I doubt very much that a better job can be done today without building a
completely new email architecture from the ground up, with no
compatibility (or even gatewaying) with the existing 2822/MIME/SMTP
architecture. The moment you consider any such compatibility, you have to
let in all these nasty issues from the past that bedeviled the old working
groups.

The old working groups had to deal with such nasty issues to be compatible
(and allow gatewaying) with some truly bizarre ad hoc systems. What we
came up with could have been worse. A lot worse.

> Look at this:
> $ mail -s"Look at this RFC 2047 encoded word: \
> =?iso-8859-1?q?this=20is=20some=20text?=" someone
> ^D
> The information that I wanted to transmit is lost for the recipient.
> It's a very pathological case, I admit, but from a *standard committe*
> I expected something better that a "most cases" solution.

Life's tough sometimes.

You actually can transmit the intended Subject line. You just have to
wrap it in an additional level of quoting.

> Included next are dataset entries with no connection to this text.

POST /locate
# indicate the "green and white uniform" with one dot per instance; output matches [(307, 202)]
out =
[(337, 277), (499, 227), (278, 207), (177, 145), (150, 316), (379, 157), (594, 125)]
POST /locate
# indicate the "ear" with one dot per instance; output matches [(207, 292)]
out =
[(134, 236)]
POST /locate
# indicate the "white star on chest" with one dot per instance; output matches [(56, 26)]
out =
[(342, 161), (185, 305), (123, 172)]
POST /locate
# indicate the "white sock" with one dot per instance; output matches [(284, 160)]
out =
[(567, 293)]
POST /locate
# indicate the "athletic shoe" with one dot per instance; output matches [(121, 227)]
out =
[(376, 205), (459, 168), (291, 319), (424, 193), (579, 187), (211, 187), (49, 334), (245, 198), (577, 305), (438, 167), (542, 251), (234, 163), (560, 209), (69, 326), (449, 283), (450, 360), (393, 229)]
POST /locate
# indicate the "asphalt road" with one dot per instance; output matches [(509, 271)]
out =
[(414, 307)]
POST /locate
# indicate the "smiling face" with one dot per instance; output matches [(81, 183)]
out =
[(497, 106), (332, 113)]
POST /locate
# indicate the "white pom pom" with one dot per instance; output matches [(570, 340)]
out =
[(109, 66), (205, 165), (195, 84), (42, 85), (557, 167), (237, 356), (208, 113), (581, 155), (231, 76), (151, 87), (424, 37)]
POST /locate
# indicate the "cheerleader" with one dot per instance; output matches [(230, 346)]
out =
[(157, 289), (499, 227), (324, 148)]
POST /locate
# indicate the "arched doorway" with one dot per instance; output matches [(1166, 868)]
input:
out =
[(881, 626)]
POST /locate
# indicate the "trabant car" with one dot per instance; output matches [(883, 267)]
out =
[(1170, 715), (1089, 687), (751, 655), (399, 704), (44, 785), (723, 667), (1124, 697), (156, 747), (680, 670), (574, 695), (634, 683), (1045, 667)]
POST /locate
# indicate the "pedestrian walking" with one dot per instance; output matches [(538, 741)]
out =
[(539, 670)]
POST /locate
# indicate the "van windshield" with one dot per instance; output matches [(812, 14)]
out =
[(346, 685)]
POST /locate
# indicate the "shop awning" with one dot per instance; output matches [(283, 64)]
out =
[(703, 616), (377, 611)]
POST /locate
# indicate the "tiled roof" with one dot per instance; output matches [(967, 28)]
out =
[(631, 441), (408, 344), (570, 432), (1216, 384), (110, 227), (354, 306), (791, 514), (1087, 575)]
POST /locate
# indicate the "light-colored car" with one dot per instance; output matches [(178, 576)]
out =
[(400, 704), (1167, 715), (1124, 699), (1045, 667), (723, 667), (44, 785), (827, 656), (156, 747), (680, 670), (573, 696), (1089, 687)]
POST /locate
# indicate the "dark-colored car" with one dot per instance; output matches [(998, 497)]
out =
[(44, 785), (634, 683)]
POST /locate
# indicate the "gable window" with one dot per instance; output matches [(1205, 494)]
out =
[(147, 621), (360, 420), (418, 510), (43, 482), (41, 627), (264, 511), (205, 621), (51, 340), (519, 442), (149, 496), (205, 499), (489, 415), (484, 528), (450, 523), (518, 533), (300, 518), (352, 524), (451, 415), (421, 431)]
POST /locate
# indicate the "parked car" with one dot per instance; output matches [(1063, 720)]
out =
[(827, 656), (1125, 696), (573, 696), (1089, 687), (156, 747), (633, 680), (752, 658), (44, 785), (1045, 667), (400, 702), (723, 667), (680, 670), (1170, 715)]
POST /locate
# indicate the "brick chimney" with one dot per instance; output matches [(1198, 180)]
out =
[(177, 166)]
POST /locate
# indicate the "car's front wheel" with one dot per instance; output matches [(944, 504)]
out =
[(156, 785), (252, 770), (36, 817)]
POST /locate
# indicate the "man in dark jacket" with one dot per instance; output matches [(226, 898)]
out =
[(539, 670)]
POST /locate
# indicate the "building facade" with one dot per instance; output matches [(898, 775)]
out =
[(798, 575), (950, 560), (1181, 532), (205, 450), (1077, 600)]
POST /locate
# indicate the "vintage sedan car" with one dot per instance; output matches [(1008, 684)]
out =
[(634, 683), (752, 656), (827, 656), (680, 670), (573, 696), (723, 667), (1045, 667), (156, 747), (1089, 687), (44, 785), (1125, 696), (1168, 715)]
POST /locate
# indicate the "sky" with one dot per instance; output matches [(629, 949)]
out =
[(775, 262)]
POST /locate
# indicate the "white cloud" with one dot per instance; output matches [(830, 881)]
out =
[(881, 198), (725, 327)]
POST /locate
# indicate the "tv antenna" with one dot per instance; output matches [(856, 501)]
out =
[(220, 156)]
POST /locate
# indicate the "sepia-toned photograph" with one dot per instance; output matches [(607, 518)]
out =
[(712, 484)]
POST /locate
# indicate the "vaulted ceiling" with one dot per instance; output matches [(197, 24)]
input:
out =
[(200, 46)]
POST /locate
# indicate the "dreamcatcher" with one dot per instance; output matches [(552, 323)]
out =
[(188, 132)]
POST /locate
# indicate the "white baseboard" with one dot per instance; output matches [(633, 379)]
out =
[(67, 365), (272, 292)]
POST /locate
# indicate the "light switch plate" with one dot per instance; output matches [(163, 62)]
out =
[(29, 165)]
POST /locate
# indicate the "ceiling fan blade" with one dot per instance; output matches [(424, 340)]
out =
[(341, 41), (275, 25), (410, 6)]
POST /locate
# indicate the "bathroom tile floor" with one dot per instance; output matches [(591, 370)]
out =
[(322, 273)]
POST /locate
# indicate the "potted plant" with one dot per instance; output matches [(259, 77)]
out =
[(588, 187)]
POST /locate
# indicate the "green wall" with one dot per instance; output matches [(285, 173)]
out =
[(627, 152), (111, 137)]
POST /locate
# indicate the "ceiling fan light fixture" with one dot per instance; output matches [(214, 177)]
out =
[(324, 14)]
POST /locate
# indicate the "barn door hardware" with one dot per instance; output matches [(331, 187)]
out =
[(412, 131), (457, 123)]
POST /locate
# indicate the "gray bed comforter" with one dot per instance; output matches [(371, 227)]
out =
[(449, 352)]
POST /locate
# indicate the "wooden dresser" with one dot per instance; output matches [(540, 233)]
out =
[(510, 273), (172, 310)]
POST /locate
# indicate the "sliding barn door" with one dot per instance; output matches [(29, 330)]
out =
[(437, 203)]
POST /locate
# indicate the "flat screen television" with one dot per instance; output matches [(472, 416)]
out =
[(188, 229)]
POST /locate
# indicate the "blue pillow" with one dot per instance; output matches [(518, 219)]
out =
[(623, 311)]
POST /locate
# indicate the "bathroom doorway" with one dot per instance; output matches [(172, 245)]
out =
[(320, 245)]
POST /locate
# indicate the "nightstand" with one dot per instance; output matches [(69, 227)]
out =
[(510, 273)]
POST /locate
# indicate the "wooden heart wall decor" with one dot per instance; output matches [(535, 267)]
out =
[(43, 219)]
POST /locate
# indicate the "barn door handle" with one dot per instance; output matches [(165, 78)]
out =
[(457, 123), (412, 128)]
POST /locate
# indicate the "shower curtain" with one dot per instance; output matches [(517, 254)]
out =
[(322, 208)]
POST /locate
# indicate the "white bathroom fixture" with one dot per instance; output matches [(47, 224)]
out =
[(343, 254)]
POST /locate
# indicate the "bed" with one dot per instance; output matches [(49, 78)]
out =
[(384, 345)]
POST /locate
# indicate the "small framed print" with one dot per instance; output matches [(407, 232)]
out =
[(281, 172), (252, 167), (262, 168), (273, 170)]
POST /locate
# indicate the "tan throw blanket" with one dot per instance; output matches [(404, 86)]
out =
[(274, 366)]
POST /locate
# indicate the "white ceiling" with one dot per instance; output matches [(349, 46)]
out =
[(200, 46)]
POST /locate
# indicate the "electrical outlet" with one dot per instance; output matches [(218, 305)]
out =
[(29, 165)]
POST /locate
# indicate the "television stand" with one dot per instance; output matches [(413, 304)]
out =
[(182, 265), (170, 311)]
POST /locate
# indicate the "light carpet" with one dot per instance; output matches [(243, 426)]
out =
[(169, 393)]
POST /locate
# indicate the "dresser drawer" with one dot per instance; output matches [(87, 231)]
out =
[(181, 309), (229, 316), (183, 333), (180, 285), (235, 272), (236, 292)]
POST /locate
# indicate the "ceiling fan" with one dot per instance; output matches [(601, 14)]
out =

> Suppose a program that parse the subject of a mail: the behaviour of
> the program depends on the command given in the subject. The syntax of
> the mini language of this program can easily grow to produce something
> that can conflict with the word-encoding mechanism.

Life's tough sometimes.

Anyone who wishes to implement software that processes email messages,
must read (and thorougly understand) a very large body of RFCs. It is not
a task for a novice, unless the novice is willing to invest the time and
effort to become an expert as a necessary part of the project.

> But it's a very
> unelegant solution.

Life's tough sometimes.

If you want elegant solutions, you have to do something completely new, in
a field that is currently unexplored. Then you have the power to make
things elegant without having to deal with the nasty realities that occur
when other people fail to share your view of elegance.

But that's the problem. Either nobody uses your product, or presently
other people will start to enter into that field. And those other people,
who lack your precise understanding of what is elegant, will begin to
change things.

Perhaps it is to conform to their competing idea of what is elegant.
Perhaps they simply don't care about what is elegant as long as it's a
quick and dirty solution to their task. Either way, your elegance will be
eroded and presently destroyed.

> It's strange to me that the author of the RFC doesn't either mention
> the problem.

To the contrary, RFC 2047 seems to discuss the problem at some length.
But, since it is unsolvable, it's mostly a matter of academic interest.

-- Mark --

http://staff.washington.edu/mrc
Science does not emerge from voting, party politics, or public debate.
Si vis pacem, para bellum.

Re: About word-encoding (RFC2047) design

am 09.08.2006 23:57:41 von Mark Crispin

On Wed, 9 Aug 2006, Mark E. Mallett wrote:
>> If you want to see why we have such problems, just look at the thread with
>> subject "ESMTP AUTH PLAIN" in this newsgroup. A correct understanding of
>> how to do this requires thorough reading and understanding of three
>> different RFCs. Most people refuse to do this; instead, they guess by
>> empirical testing and they get it wrong.
> Oh-oh, have I said something wrong?

No, I was referring to the original poster's message.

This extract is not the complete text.